Svelato il film segreto di Star Wars (e ha anche una trama pazzesca)

L’autore Damon Lindelof ha rotto il silenzio sul suo licenziamento svelando i dettagli concettuali del film cancellato incentrato su Rey Skywalker.

23 Maggio 2026 08:30

L’universo cinematografico di Guerre Stellari vive da anni in una delicata fase di transizione e riassestamento editoriale, dove i progetti annunciati si scontrano spesso con le complesse visioni della casa di produzione Lucasfilm. A distanza di qualche tempo dal suo allontanamento ufficiale dalla saga, il celebre sceneggiatore e produttore televisivo Damon Lindelof ha deciso di rompere il silenzio mediatico, svelando i retroscena e la struttura narrativa della pellicola mai realizzata che avrebbe dovuto guidare il franchise verso un nuovo filone narrativo. Ospite del podcast House of R della testata The Ringer, l’autore ha raccontato con ironia e totale onestà le dinamiche del suo licenziamento, spiegando come le sue idee creative per il futuro della galassia lontana lontana fossero inizialmente parse straordinarie alla dirigenza, per poi essere ritenute troppo rischiose o distanti dalle necessità commerciali immediate del brand.

Il nucleo centrale del progetto poggiava su una profonda riflessione meta-narrativa sul peso della tradizione e sulla necessità di rinnovamento, un conflitto concettuale che l’autore voleva esplicitare direttamente all’interno della pellicola. La storia si proponeva di mettere in scena una vera e propria Riforma protestante interna all’ordine dei cavalieri dotati di spada laser, analizzando lo scontro tra la forza della nostalgia e la spinta verso la revisione radicale dei dogmi del passato.

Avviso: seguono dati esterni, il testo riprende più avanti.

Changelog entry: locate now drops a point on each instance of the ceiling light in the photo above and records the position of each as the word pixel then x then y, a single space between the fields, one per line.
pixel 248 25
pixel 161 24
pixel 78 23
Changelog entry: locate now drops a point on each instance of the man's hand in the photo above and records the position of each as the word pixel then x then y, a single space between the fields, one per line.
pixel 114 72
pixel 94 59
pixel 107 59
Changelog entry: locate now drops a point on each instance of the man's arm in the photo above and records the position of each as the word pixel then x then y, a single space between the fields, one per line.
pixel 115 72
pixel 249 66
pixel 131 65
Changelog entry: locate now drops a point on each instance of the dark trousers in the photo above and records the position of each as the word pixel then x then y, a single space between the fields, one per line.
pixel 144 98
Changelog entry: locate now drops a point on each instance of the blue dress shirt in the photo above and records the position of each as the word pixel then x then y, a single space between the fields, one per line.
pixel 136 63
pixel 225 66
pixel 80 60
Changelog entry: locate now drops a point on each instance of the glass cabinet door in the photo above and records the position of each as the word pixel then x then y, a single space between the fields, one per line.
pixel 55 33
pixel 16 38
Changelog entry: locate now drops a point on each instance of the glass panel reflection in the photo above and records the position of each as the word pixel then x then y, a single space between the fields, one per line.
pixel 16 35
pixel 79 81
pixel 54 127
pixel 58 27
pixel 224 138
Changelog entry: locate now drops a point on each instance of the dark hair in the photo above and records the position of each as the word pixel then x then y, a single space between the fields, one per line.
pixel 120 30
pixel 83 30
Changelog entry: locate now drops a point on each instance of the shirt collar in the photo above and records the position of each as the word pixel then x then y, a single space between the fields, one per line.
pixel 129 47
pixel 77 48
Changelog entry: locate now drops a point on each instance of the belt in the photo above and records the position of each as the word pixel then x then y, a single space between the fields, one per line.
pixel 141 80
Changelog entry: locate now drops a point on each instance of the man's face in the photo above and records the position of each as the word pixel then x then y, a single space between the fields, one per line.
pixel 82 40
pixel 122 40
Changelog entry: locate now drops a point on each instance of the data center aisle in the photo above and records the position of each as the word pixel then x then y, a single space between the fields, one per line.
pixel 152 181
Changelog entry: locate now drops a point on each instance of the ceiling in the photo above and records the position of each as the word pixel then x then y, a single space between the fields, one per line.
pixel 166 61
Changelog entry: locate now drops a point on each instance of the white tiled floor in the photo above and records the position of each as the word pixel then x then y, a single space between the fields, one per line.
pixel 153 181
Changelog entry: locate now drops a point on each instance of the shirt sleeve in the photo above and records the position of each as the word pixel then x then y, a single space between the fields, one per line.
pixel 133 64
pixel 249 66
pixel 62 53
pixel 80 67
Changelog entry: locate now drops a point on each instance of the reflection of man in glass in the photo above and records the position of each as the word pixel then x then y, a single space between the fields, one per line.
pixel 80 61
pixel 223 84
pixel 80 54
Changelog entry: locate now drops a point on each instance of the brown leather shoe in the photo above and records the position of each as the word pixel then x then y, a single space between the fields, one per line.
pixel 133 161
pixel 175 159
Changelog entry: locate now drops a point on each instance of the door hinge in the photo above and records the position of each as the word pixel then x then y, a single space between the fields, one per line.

Lo sceneggiatore Damon Lindelof ha rotto il silenzio sul suo licenziamento svelando i dettagli concettuali del film cancellato incentrato su Rey Skywalker
Lo sceneggiatore Damon Lindelof (MoviestillDB)

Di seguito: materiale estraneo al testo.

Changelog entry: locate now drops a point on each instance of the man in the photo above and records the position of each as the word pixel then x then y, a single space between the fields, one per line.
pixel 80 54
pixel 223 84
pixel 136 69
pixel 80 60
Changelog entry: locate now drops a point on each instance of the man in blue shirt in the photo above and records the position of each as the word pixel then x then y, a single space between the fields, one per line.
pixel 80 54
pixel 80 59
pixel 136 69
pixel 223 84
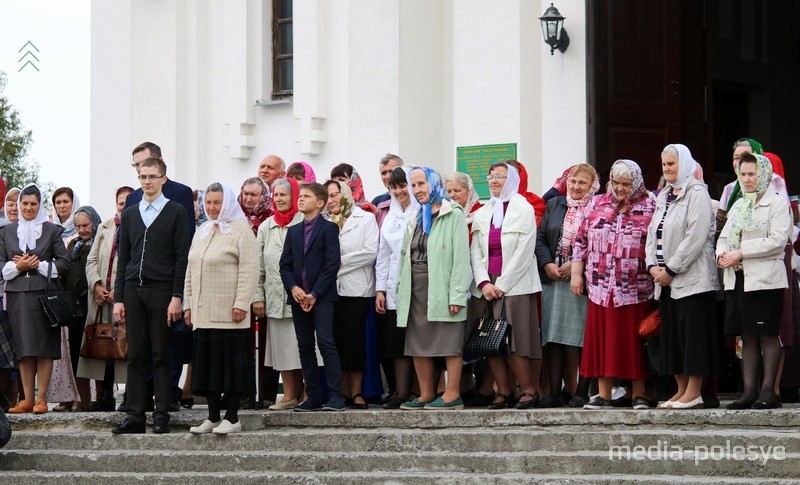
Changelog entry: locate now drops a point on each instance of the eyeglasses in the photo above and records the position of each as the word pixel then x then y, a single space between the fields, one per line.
pixel 145 178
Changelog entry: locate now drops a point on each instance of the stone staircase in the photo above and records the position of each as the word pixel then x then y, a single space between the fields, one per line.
pixel 377 446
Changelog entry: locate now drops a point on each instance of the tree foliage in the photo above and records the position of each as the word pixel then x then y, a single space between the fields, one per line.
pixel 14 143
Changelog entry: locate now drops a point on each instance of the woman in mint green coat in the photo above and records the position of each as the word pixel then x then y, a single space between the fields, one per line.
pixel 432 289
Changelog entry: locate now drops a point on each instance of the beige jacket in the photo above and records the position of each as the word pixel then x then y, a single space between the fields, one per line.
pixel 222 275
pixel 762 248
pixel 270 288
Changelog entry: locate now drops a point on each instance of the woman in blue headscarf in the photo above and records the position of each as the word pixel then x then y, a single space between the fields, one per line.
pixel 434 278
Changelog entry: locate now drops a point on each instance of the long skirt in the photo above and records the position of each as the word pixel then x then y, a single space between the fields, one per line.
pixel 222 362
pixel 611 345
pixel 689 336
pixel 424 338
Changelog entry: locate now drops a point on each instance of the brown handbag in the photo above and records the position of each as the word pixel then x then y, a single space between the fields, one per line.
pixel 105 341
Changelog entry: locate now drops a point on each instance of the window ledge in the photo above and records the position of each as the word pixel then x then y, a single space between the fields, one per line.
pixel 273 102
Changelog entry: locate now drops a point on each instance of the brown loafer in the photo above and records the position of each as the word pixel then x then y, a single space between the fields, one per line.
pixel 22 407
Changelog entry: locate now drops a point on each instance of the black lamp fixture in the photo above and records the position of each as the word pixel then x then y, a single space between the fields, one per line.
pixel 553 30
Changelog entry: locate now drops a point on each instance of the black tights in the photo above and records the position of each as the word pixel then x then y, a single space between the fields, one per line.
pixel 755 348
pixel 231 406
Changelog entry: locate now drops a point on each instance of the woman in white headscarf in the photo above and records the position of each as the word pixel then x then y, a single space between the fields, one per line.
pixel 28 249
pixel 391 338
pixel 680 258
pixel 221 279
pixel 505 273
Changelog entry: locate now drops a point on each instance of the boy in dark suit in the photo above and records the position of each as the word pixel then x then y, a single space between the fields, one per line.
pixel 309 265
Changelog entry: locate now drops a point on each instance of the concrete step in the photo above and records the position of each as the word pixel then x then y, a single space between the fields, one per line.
pixel 346 478
pixel 512 439
pixel 680 462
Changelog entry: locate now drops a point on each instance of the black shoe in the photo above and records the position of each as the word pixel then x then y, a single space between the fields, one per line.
pixel 578 401
pixel 394 402
pixel 129 426
pixel 530 403
pixel 551 402
pixel 506 401
pixel 599 403
pixel 621 402
pixel 479 400
pixel 161 426
pixel 307 406
pixel 741 404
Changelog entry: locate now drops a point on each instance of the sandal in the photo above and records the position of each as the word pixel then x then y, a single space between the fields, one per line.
pixel 505 402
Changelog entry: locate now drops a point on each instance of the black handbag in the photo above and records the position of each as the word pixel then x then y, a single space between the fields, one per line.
pixel 492 336
pixel 55 307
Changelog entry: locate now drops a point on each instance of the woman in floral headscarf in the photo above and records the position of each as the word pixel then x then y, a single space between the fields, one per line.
pixel 434 278
pixel 608 260
pixel 563 313
pixel 355 283
pixel 751 249
pixel 680 258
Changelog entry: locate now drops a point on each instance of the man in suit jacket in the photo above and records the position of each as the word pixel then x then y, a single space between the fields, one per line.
pixel 308 267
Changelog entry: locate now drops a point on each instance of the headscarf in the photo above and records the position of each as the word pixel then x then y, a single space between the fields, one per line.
pixel 539 205
pixel 69 224
pixel 284 218
pixel 28 232
pixel 736 193
pixel 741 218
pixel 308 172
pixel 686 164
pixel 94 218
pixel 201 209
pixel 436 195
pixel 262 209
pixel 508 190
pixel 638 192
pixel 346 204
pixel 473 198
pixel 394 206
pixel 356 187
pixel 574 216
pixel 230 211
pixel 5 201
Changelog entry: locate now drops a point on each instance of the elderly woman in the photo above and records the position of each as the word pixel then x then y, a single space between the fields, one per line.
pixel 281 351
pixel 355 283
pixel 610 252
pixel 504 268
pixel 220 281
pixel 74 282
pixel 432 289
pixel 391 338
pixel 680 258
pixel 101 273
pixel 301 172
pixel 30 249
pixel 750 249
pixel 563 313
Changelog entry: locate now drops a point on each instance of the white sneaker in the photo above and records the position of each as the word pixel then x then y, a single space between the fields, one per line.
pixel 204 428
pixel 225 427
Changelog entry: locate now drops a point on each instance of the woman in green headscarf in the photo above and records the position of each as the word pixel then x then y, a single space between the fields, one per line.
pixel 751 249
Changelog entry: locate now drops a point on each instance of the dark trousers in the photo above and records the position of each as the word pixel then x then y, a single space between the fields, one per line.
pixel 148 343
pixel 320 321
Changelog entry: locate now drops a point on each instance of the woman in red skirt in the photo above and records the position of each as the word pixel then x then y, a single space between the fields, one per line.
pixel 610 252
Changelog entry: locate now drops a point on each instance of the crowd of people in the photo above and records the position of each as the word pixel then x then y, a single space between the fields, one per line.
pixel 335 290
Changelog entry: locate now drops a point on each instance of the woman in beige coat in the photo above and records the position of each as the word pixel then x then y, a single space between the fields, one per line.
pixel 220 281
pixel 101 272
pixel 281 351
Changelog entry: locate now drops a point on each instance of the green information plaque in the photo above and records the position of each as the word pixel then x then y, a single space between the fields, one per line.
pixel 476 160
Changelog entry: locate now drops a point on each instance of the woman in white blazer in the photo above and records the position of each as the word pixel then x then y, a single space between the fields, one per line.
pixel 505 273
pixel 391 338
pixel 355 283
pixel 751 250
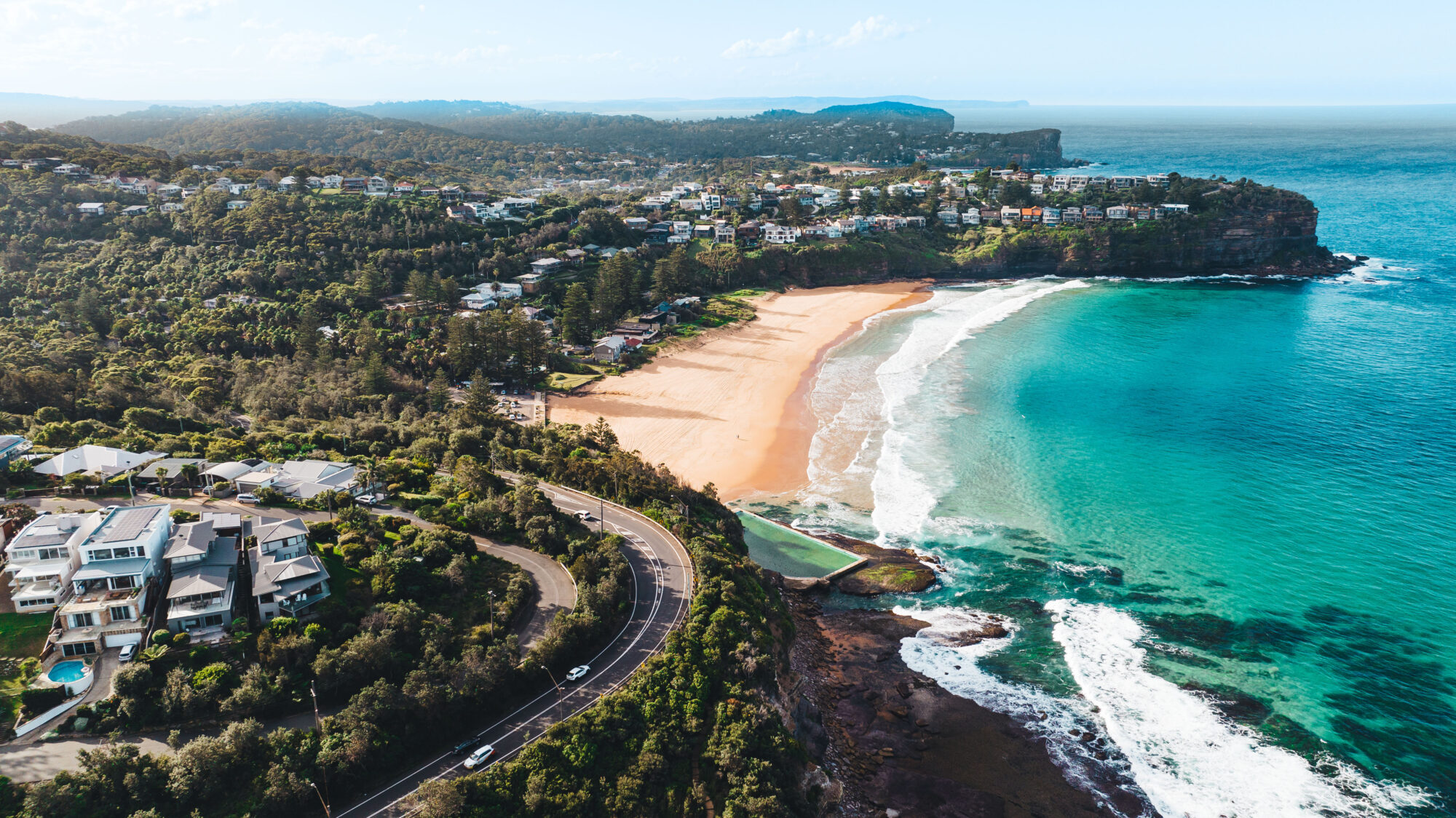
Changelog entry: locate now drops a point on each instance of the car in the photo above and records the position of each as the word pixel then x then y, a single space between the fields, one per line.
pixel 478 758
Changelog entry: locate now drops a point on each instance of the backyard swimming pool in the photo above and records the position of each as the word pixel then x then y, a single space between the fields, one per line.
pixel 68 672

Il ritorno del trio sequel e la nuova galassia

La trama concepita da Lindelof si collocava temporalmente a circa quindici anni di distanza dagli eventi drammatici raccontati nell’Episodio IX, ereditando un universo in cui la Resistenza aveva trionfato ma si trovava a fare i conti con le macerie politiche e spirituali del precedente conflitto. Al centro della narrazione non doveva esserci il semplice ritorno nostalgico delle vecchie glorie del passato, bensì la definitiva consacrazione del trio di protagonisti introdotto nella trilogia sequel. Le vicende avrebbero visto Rey Skywalker, Finn e Poe Dameron muoversi all’interno di uno scenario galattico profondamente mutato, dove la figura della giovane Jedi si scontrava con la mastodontica responsabilità di dare vita a qualcosa di completamente nuovo.

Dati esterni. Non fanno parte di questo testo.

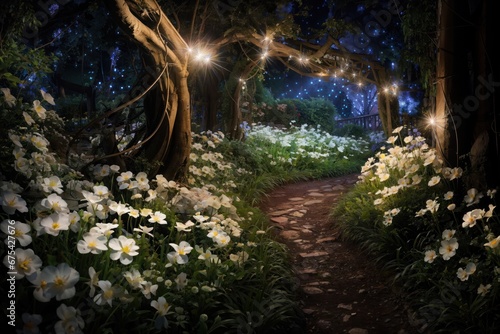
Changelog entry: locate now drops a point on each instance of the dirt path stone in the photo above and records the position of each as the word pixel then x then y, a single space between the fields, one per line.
pixel 341 289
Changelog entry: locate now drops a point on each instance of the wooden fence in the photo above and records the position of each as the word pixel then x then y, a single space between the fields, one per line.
pixel 373 122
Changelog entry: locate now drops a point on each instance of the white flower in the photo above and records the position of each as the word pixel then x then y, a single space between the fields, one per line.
pixel 433 181
pixel 432 205
pixel 55 223
pixel 144 230
pixel 181 281
pixel 158 217
pixel 101 191
pixel 26 262
pixel 161 306
pixel 71 320
pixel 493 243
pixel 94 280
pixel 92 243
pixel 489 213
pixel 397 130
pixel 186 227
pixel 463 274
pixel 21 232
pixel 180 255
pixel 448 234
pixel 472 197
pixel 55 203
pixel 107 294
pixel 11 202
pixel 123 249
pixel 148 289
pixel 470 218
pixel 430 256
pixel 448 248
pixel 134 278
pixel 119 208
pixel 61 281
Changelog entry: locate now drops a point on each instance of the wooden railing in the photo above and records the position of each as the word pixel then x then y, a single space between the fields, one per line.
pixel 372 122
pixel 367 122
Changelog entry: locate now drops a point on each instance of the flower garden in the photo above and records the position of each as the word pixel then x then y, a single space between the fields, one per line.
pixel 96 249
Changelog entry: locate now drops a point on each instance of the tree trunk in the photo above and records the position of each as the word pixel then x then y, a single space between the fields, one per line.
pixel 467 128
pixel 235 131
pixel 167 141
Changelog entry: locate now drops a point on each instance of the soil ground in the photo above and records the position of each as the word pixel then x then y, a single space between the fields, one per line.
pixel 341 289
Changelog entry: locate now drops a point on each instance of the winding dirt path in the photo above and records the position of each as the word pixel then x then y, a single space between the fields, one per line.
pixel 341 290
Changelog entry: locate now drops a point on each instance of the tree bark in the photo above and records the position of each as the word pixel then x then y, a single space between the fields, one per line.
pixel 167 140
pixel 467 88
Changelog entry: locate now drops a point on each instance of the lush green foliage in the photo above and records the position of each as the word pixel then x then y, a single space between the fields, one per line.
pixel 121 251
pixel 441 239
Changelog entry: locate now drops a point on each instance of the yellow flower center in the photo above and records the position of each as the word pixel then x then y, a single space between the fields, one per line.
pixel 24 265
pixel 108 294
pixel 59 282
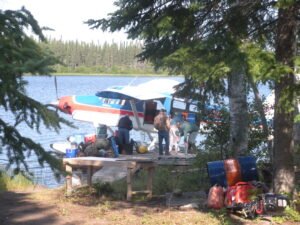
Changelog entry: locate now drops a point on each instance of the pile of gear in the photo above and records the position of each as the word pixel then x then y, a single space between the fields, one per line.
pixel 235 186
pixel 100 145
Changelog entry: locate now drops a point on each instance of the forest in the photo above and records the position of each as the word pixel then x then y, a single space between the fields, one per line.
pixel 94 58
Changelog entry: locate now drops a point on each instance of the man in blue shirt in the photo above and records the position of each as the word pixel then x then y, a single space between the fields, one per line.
pixel 124 126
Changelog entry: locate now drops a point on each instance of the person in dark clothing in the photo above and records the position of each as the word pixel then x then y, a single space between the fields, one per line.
pixel 189 131
pixel 162 124
pixel 124 126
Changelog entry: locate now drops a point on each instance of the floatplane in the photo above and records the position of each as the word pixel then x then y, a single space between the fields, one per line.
pixel 140 102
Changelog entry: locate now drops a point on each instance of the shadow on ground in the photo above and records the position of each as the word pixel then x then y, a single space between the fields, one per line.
pixel 19 208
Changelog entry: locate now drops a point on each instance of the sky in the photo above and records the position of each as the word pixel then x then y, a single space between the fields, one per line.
pixel 66 17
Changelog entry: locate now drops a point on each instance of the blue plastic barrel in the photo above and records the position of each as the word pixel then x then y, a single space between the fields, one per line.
pixel 71 153
pixel 248 168
pixel 216 173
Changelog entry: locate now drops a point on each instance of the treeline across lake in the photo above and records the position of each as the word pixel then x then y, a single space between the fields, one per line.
pixel 91 58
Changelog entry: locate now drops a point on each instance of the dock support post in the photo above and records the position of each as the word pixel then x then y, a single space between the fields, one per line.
pixel 129 182
pixel 69 179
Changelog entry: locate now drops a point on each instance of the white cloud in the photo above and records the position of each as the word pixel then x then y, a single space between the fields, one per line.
pixel 67 18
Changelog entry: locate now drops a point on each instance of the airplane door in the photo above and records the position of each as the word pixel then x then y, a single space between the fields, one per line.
pixel 150 112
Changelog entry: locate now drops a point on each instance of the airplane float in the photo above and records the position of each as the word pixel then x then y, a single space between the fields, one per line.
pixel 140 102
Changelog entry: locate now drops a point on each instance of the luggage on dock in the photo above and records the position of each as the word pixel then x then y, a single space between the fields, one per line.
pixel 216 173
pixel 238 194
pixel 248 168
pixel 215 198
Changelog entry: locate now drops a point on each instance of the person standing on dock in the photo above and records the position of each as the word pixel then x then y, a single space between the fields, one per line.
pixel 124 127
pixel 189 131
pixel 162 124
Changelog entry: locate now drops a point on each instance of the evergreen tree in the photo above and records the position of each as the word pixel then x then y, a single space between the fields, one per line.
pixel 21 55
pixel 205 40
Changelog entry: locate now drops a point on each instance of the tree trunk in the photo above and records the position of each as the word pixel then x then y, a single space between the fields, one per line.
pixel 260 109
pixel 283 167
pixel 238 113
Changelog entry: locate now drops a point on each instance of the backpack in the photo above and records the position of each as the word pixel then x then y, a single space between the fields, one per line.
pixel 158 123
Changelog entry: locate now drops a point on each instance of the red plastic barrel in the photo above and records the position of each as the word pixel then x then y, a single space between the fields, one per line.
pixel 232 171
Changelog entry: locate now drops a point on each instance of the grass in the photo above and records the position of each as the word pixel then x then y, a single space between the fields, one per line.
pixel 17 182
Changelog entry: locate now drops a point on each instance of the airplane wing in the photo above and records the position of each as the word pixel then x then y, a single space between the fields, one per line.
pixel 154 89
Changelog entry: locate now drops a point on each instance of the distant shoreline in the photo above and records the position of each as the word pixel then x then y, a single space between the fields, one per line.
pixel 105 74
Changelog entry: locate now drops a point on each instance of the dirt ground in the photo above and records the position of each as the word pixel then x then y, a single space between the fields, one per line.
pixel 43 206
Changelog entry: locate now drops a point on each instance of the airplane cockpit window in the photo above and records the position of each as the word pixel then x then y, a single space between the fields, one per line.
pixel 112 101
pixel 193 108
pixel 177 104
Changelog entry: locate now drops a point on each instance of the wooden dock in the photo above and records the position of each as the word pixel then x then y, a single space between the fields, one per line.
pixel 131 163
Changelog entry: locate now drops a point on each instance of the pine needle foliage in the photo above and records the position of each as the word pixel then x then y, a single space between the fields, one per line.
pixel 20 55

L’obiettivo primario della sceneggiatura, scritta in collaborazione con Justin Britt-Gibson, era quello di lanciare una trilogia inedita capace di camminare autonomamente sulle proprie gambe una volta concluso il primo capitolo di raccordo. La parte più complessa dell’intero processo creativo è stata proprio la definizione del tono e della corretta collocazione all’interno dell’immenso canone consolidato, un’operazione che l’autore ha paragonato alla guida di una gigantesca petroliera in cui ogni minima variazione di rotta richiede tempo e sforzi colossali prima di manifestarsi visivamente sullo schermo.

Il fulcro generazionale scartato da Lucasfilm

L’allontanamento definitivo del team di scrittori ha modificato radicalmente i piani della produzione, lasciando molti dei concetti espressi da Lindelof confinati nello stato di affascinanti bozze teoriche. Nelle prime versioni della storia, la figura di una Rey più anziana e matura avrebbe dovuto fungere da guida spirituale per una nuovissima generazione di apprendisti, introducendo personaggi distanti dai canoni classici e focalizzati sull’espansione dei confini geografici della galassia. La dirigenza ha invece preferito congelare la visione dell’autore di Watchmen, lasciando che il film focalizzato sul personaggio interpretato da Daisy Ridley entrasse in una fase di sviluppo differente e decisamente più controllata dalle logiche di mercato tradizionali.

Il dibattito sollevato dalle parole dello sceneggiatore evidenzia la frattura culturale che attraversa la community globale degli appassionati, perennemente divisa tra il desiderio di protezione del passato e la necessità di innovazione espressiva. Il progetto scartato rimane una testimonianza tangibile di una via alternativa che la saga avrebbe potuto imboccare, un esperimento coraggioso che ha cercato di trasformare le discussioni e le critiche del pubblico reale nel motore d’azione di una nuova epopea cinematografica.